急性骨髄性白血病(AML)は、白血病幹細胞(LSC)によって引き起こされる。LSCは従来の化学療法に抵抗性で、再発の主原因である。メチル化阻害剤(HMA)は、高齢のAML患者あるいは標準治療を受けることができないAML患者に対する標準治療だが、反応は中程度で持続性はない。本論文では、LSCはHMA投与に応答して腫瘍壊死因子リガンドファミリーのCD70の発現を上昇させ、それによってCD70/CD27シグナル伝達が増強されることを示す。CD70/CD27シグナル伝達を遮断したり、CD70を発現するLSCをクサツズマブ(抗体依存性細胞傷害活性を増強したヒトαCD70モノクローナル抗体)の標的としたりすると、in vitroおよび異種移植実験でLSCが除去された。これらの前臨床実験の結果に基づいて、これまでに治療を受けていないAML高齢患者でクサツズマブを単剤療法として単回投与し、続いてHMAであるアザシチジンとの併用療法を行う臨床第1/2相試験を行った(NCT03030612)。我々は、この臨床試験の第1相用量漸増試験部分についての結果を報告する。

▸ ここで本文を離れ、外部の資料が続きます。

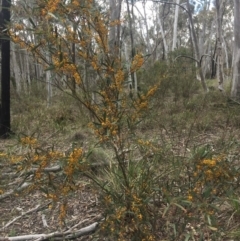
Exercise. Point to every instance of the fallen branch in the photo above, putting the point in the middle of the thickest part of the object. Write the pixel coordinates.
(37, 208)
(56, 235)
(11, 192)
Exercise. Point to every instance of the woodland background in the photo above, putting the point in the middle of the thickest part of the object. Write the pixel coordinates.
(124, 120)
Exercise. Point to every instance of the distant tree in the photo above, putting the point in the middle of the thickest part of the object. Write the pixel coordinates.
(236, 62)
(5, 71)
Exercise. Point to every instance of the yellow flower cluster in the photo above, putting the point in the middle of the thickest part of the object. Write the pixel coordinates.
(73, 162)
(137, 62)
(28, 140)
(75, 155)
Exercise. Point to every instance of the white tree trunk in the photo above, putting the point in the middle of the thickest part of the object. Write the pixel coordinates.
(175, 25)
(219, 4)
(236, 62)
(163, 35)
(16, 68)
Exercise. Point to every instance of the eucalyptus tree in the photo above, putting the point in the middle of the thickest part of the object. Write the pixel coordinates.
(235, 92)
(5, 71)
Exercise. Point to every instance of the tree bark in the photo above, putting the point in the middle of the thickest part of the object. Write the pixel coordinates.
(175, 25)
(5, 69)
(219, 4)
(196, 48)
(235, 92)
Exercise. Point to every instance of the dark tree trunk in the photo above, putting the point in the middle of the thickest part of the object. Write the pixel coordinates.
(5, 72)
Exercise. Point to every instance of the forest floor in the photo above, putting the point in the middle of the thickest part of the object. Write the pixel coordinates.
(216, 122)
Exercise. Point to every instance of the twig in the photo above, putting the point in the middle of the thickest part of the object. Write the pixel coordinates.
(56, 235)
(37, 208)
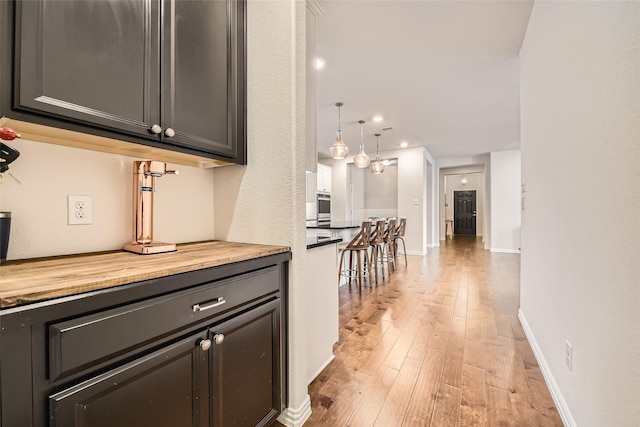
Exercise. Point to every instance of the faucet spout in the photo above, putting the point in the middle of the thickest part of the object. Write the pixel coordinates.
(145, 173)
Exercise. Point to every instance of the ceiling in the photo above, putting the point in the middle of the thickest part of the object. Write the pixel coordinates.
(443, 74)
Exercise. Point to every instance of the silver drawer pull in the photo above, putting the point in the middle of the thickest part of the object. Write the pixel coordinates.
(218, 301)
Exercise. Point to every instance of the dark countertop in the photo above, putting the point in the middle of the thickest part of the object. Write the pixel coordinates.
(317, 241)
(335, 225)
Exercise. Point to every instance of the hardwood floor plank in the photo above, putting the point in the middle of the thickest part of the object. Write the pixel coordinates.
(473, 406)
(395, 407)
(460, 308)
(370, 405)
(346, 401)
(398, 353)
(447, 408)
(452, 371)
(436, 343)
(422, 401)
(376, 358)
(499, 411)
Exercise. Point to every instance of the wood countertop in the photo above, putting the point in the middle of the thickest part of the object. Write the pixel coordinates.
(38, 279)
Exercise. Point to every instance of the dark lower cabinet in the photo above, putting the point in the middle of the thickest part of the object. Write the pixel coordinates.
(164, 389)
(244, 369)
(200, 349)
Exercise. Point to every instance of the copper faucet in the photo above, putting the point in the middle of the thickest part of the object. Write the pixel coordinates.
(144, 185)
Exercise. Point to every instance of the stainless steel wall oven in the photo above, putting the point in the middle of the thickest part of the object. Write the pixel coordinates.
(323, 207)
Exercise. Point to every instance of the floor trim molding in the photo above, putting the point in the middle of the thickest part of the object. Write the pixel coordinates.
(556, 394)
(295, 417)
(505, 251)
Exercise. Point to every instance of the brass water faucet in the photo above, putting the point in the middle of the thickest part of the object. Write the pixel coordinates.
(144, 185)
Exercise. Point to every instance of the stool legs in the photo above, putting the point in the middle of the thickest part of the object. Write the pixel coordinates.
(404, 248)
(359, 271)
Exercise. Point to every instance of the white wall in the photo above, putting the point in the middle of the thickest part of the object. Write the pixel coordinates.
(580, 278)
(374, 195)
(264, 202)
(48, 173)
(505, 201)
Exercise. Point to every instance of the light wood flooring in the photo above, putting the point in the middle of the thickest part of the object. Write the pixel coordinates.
(436, 344)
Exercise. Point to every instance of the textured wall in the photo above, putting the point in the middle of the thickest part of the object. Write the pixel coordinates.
(580, 92)
(48, 173)
(505, 201)
(264, 202)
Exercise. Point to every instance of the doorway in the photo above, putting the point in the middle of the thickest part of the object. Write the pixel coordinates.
(464, 212)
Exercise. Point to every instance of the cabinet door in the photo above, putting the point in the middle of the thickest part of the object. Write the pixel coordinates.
(204, 76)
(167, 388)
(245, 370)
(94, 62)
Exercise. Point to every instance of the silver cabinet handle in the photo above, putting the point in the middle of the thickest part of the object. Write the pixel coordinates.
(155, 129)
(218, 338)
(217, 302)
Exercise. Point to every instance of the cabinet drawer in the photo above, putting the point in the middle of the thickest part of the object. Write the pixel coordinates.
(77, 344)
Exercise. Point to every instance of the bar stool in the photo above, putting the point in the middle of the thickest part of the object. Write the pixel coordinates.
(399, 235)
(358, 245)
(389, 255)
(377, 240)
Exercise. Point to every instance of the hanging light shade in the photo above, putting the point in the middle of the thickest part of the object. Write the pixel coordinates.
(338, 150)
(361, 160)
(377, 167)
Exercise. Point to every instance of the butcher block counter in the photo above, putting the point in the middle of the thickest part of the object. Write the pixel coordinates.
(193, 337)
(33, 280)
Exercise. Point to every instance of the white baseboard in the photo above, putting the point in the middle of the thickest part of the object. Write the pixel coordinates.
(418, 253)
(556, 394)
(295, 417)
(505, 251)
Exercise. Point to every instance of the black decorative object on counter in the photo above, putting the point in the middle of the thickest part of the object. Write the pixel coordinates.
(5, 230)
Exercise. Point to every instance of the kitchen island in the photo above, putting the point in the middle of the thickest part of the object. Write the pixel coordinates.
(322, 301)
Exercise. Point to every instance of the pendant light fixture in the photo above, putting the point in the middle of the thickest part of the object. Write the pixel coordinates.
(377, 167)
(361, 160)
(338, 150)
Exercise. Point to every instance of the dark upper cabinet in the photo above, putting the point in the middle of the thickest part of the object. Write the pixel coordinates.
(90, 61)
(164, 73)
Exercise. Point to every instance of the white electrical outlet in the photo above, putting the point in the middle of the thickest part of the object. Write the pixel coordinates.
(79, 210)
(568, 355)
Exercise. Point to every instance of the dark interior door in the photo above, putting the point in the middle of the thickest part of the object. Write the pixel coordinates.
(464, 212)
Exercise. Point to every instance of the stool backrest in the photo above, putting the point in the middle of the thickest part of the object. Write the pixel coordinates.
(377, 235)
(390, 231)
(401, 227)
(363, 238)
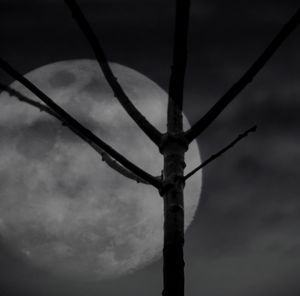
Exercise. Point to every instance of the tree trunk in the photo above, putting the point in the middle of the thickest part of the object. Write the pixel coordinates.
(173, 260)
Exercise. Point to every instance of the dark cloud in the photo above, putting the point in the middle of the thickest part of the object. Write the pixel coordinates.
(245, 237)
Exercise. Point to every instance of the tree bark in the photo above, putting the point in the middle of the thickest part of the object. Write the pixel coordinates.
(173, 260)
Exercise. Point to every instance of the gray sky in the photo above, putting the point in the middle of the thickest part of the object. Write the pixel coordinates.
(245, 238)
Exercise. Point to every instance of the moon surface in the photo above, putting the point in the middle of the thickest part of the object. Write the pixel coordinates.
(61, 208)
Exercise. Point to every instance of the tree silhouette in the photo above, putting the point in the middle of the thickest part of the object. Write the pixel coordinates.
(172, 145)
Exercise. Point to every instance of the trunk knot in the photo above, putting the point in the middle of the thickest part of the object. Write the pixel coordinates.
(171, 138)
(168, 185)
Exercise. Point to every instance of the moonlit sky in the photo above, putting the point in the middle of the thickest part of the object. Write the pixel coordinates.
(245, 238)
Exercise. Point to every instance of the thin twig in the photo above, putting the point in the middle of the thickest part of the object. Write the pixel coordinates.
(74, 124)
(222, 151)
(223, 102)
(105, 157)
(119, 93)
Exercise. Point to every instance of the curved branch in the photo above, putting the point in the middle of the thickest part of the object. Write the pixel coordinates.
(105, 157)
(74, 124)
(119, 93)
(223, 102)
(222, 151)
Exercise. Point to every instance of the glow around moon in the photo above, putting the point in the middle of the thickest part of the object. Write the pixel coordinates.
(61, 207)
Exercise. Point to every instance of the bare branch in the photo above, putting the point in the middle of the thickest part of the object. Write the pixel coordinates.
(91, 138)
(105, 157)
(176, 84)
(223, 102)
(119, 93)
(222, 151)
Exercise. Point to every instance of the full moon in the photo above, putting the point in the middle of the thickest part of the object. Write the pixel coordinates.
(62, 208)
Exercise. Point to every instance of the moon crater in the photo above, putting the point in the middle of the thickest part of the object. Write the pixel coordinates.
(62, 208)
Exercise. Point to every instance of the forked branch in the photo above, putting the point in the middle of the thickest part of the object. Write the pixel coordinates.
(223, 102)
(221, 152)
(105, 157)
(72, 122)
(176, 84)
(119, 93)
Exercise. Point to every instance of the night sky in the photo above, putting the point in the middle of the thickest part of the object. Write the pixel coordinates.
(245, 238)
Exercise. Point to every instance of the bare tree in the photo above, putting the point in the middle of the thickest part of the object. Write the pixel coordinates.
(172, 145)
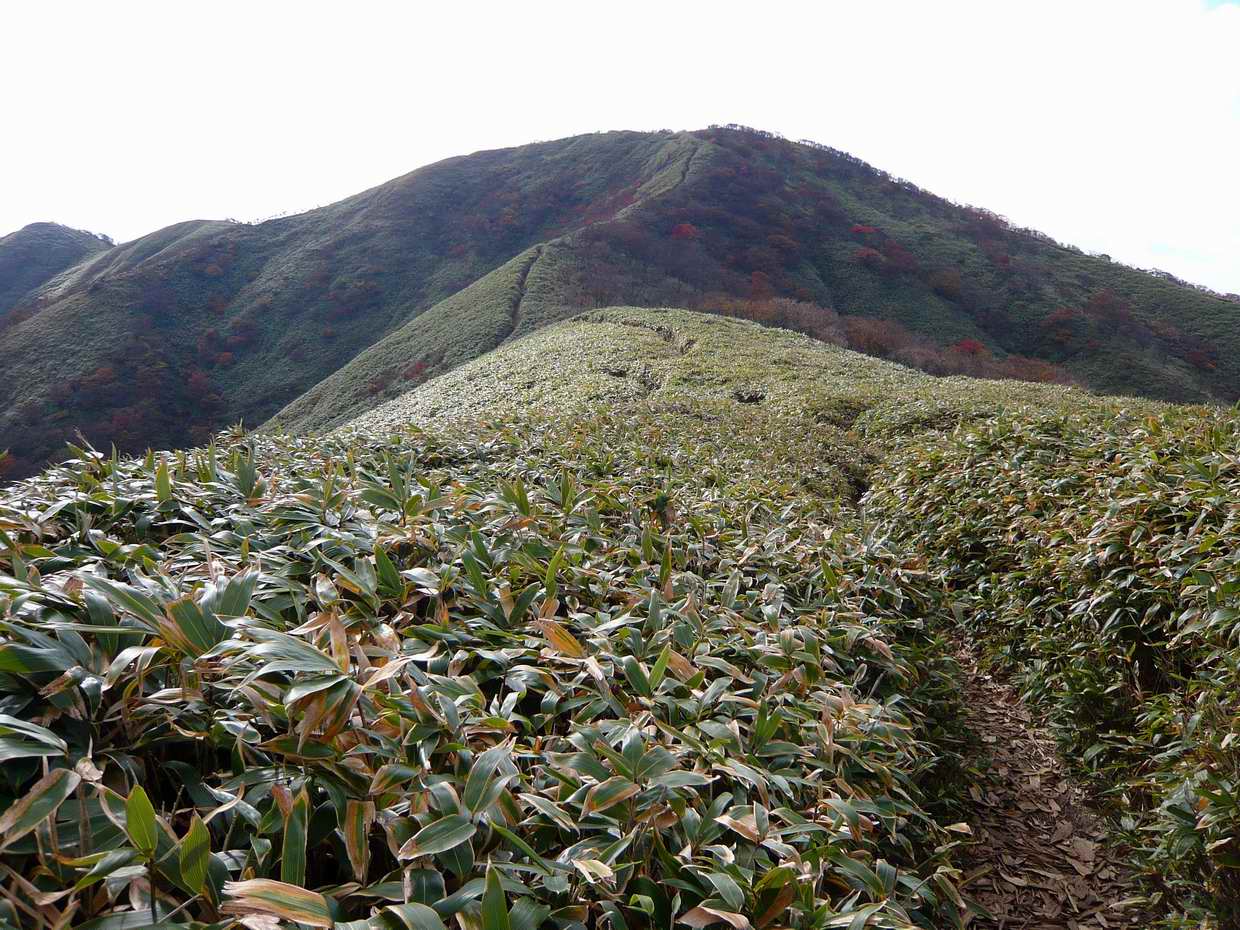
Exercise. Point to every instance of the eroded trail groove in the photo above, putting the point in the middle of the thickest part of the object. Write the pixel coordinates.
(1039, 856)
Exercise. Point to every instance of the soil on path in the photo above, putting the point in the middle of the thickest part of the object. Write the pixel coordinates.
(1039, 858)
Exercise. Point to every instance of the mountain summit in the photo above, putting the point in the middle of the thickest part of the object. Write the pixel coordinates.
(313, 319)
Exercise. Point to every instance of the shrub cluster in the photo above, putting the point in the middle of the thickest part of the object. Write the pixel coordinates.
(1096, 556)
(608, 672)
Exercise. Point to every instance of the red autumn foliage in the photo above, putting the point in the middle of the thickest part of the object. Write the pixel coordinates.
(946, 283)
(899, 258)
(868, 257)
(197, 385)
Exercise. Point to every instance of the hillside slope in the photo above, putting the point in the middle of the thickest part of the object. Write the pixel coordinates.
(35, 254)
(160, 341)
(645, 616)
(165, 339)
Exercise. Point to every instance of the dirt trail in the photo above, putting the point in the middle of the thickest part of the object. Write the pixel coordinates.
(1039, 856)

登録された12人の患者の血液学的反応は、完全寛解8人、血球数回復が不完全な完全寛解2人、部分寛解2人であり、また4人の患者でフローサイトメトリーで10-3未満の微小残存病変陰性が達成された。応答にかかる期間の中央値は3.3か月であった。このデータのカットオフ時点では、無増悪生存期間の中央値にはまだ達していなかった。用量制限毒性は報告されておらず、クサツズマブの最大耐量には達しなかった。クサツズマブ投与がLSCを大幅に減少させ、骨髄分化とアポトーシスに関係する遺伝子シグネチャーを引き起こしたことは重要である。